Je suis réveillée par les cris des enfants. Merde, il doit être déjà tard et j’avais prévu d’aller au marché. Un coup d’œil au réveil, il est 10h17, j’ai encore le temps. Je croise Paul en descendant, il a une petite mine. J’ai entendu les hommes refaire le monde jusqu’à ce que j’aille me coucher, accompagnés d’une ou deux bouteilles j’imagine, les cheveux tirent peut-être un peu ce matin… « Et voilà la plus belle ! », s’écrie Julie en me voyant, sans cesser d’étaler un énorme monticule de confiture sur son pain doré. Juste ce qu’il fallait pour me mettre en appétit. J’avale un petit-déjeuner rapide mais copieux, remonte me préparer en vitesse et j’embarque les garçons avec moi pour une virée au marché.
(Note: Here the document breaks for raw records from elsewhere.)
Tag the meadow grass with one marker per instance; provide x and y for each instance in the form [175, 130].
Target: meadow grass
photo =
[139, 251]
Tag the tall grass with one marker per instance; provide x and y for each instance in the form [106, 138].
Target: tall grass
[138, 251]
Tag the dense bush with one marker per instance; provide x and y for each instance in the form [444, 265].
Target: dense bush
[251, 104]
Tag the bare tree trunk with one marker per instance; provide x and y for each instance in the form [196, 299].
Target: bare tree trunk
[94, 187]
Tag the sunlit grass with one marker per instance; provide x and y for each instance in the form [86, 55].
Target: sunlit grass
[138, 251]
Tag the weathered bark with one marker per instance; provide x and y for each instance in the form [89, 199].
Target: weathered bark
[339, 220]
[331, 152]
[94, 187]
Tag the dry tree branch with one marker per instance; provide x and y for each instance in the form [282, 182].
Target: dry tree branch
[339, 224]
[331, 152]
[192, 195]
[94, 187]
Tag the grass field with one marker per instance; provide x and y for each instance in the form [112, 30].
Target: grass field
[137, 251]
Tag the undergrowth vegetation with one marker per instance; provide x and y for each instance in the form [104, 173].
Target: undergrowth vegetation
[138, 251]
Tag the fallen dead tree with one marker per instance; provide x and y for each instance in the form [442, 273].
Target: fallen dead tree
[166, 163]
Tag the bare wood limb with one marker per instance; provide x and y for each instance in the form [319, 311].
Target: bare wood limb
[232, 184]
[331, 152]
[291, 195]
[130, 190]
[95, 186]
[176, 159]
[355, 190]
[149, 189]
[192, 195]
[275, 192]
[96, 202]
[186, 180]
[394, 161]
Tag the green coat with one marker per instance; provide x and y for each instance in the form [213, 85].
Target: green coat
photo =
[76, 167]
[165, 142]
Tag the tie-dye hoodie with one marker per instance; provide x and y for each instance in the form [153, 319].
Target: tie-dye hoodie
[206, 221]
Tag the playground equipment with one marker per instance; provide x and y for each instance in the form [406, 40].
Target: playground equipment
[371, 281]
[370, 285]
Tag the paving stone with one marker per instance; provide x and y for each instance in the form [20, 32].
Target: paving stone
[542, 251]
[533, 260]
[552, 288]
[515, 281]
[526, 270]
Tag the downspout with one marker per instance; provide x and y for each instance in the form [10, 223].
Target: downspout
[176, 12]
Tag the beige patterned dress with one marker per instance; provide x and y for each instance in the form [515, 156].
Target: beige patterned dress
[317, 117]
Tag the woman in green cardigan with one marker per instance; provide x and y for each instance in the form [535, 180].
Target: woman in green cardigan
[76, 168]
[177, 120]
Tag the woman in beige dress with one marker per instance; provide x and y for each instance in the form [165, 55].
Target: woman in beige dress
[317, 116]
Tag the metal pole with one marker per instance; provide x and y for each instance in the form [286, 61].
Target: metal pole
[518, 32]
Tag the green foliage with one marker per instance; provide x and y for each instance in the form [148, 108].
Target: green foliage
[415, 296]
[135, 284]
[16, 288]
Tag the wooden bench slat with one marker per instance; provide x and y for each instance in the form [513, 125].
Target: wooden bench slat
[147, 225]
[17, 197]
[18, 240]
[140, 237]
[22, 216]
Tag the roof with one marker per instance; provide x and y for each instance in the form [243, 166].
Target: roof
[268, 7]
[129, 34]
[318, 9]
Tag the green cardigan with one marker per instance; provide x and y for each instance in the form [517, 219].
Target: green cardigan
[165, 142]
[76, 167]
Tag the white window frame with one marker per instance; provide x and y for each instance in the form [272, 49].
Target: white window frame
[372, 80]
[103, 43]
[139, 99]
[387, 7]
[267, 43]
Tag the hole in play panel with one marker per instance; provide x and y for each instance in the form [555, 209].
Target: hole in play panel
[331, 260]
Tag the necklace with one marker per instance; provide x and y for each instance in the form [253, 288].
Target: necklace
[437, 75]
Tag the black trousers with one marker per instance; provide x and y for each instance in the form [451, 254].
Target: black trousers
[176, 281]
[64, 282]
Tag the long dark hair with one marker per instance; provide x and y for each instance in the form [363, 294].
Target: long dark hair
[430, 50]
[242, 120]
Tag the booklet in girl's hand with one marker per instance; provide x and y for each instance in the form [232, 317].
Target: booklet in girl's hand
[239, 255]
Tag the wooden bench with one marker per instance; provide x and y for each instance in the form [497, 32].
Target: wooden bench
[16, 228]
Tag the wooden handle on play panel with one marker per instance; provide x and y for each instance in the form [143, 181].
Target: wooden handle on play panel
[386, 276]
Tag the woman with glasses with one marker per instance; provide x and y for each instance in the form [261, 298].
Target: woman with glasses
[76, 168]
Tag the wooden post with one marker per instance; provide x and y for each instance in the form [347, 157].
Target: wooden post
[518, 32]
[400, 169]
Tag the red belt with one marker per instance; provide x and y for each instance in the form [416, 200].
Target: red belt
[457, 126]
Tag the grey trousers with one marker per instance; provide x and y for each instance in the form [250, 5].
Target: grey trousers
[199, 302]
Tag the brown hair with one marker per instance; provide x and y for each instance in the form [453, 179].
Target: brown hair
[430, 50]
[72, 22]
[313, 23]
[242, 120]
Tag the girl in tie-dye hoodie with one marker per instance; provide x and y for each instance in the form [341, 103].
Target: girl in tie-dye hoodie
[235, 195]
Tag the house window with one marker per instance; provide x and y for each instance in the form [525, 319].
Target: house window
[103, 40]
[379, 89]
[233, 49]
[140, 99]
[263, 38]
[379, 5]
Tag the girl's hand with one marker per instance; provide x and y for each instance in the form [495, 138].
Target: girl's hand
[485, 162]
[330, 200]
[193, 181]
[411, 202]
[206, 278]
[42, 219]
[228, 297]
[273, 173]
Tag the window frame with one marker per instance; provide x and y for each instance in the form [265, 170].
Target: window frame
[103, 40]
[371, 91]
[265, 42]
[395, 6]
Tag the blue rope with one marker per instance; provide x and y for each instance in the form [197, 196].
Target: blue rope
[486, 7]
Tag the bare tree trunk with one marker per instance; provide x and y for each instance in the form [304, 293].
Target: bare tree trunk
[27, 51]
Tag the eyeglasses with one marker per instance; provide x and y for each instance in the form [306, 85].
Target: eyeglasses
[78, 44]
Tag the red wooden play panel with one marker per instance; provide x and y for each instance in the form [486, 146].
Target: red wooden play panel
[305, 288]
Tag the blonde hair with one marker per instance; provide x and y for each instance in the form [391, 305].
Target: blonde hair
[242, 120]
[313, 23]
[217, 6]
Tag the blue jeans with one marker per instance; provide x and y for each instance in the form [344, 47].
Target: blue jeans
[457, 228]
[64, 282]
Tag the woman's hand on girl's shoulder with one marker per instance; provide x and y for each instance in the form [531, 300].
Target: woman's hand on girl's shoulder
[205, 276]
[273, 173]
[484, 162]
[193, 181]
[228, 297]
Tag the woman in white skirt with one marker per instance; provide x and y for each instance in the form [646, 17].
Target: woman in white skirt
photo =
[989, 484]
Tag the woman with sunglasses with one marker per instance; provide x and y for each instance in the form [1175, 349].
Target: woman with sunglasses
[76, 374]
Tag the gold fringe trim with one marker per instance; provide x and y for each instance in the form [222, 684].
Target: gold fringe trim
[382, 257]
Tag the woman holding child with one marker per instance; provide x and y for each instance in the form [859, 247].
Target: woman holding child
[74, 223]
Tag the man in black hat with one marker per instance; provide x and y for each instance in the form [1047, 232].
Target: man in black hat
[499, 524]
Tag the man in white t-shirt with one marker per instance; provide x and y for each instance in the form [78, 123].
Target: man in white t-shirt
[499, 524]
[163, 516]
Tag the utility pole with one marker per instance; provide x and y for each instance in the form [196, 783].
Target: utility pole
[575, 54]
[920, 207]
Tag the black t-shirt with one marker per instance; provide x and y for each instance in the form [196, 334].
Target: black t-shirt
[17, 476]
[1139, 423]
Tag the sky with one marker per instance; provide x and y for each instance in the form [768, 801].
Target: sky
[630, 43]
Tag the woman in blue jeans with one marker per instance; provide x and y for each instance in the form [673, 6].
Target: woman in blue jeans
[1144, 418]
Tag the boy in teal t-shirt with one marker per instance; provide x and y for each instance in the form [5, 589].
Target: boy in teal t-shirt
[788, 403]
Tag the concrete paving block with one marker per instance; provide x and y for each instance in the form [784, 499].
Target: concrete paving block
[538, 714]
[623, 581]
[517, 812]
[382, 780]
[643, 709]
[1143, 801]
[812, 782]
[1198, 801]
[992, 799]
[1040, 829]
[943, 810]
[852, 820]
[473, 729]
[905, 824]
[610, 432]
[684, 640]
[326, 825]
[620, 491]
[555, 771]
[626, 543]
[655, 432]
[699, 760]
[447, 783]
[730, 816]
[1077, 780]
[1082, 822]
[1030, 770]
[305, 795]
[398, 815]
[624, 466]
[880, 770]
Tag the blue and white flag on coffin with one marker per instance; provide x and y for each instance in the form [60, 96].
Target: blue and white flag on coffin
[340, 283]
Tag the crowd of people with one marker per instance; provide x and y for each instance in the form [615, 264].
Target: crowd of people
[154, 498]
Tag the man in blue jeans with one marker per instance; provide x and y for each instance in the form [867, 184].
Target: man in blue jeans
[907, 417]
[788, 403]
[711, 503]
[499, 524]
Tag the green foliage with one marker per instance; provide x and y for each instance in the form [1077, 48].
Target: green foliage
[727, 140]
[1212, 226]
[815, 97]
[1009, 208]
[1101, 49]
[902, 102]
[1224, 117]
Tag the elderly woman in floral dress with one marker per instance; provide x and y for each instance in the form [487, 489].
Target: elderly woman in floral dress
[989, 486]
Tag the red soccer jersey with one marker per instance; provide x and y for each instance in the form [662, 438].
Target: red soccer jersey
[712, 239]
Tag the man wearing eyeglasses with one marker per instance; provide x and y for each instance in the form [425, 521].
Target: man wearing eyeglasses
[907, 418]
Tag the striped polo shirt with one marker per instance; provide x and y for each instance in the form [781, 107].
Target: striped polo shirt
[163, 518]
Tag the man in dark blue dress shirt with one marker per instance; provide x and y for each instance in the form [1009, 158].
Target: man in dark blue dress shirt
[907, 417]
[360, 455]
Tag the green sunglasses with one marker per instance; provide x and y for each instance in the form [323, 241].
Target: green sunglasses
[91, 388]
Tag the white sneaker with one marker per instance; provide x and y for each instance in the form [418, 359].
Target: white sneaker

Nous roulons toutes fenêtres ouvertes et la route nous dévoile les prémices du mélange des sens qui nous attend là-bas. Le soleil est déjà haut, il passe à travers les feuilles des pins et des chênes et crée des flashs de lumières éblouissants et chauds. Les pins justement répandent déjà leur puissante odeur et font vibrer le vent qui joue avec leurs aiguilles. La mer aussi se fait sentir, si on hume bien, le fond de l’air est rempli d’embruns. On entend, comme toujours, le vrombissement des cigales et les rumeurs de la ville et de son marché au loin, qui se rapprochent peu à peu. Heureusement, je réussi à capter ces détails, ce qui n’est pas simple compte tenu de l’agitation qui règne à l’arrière…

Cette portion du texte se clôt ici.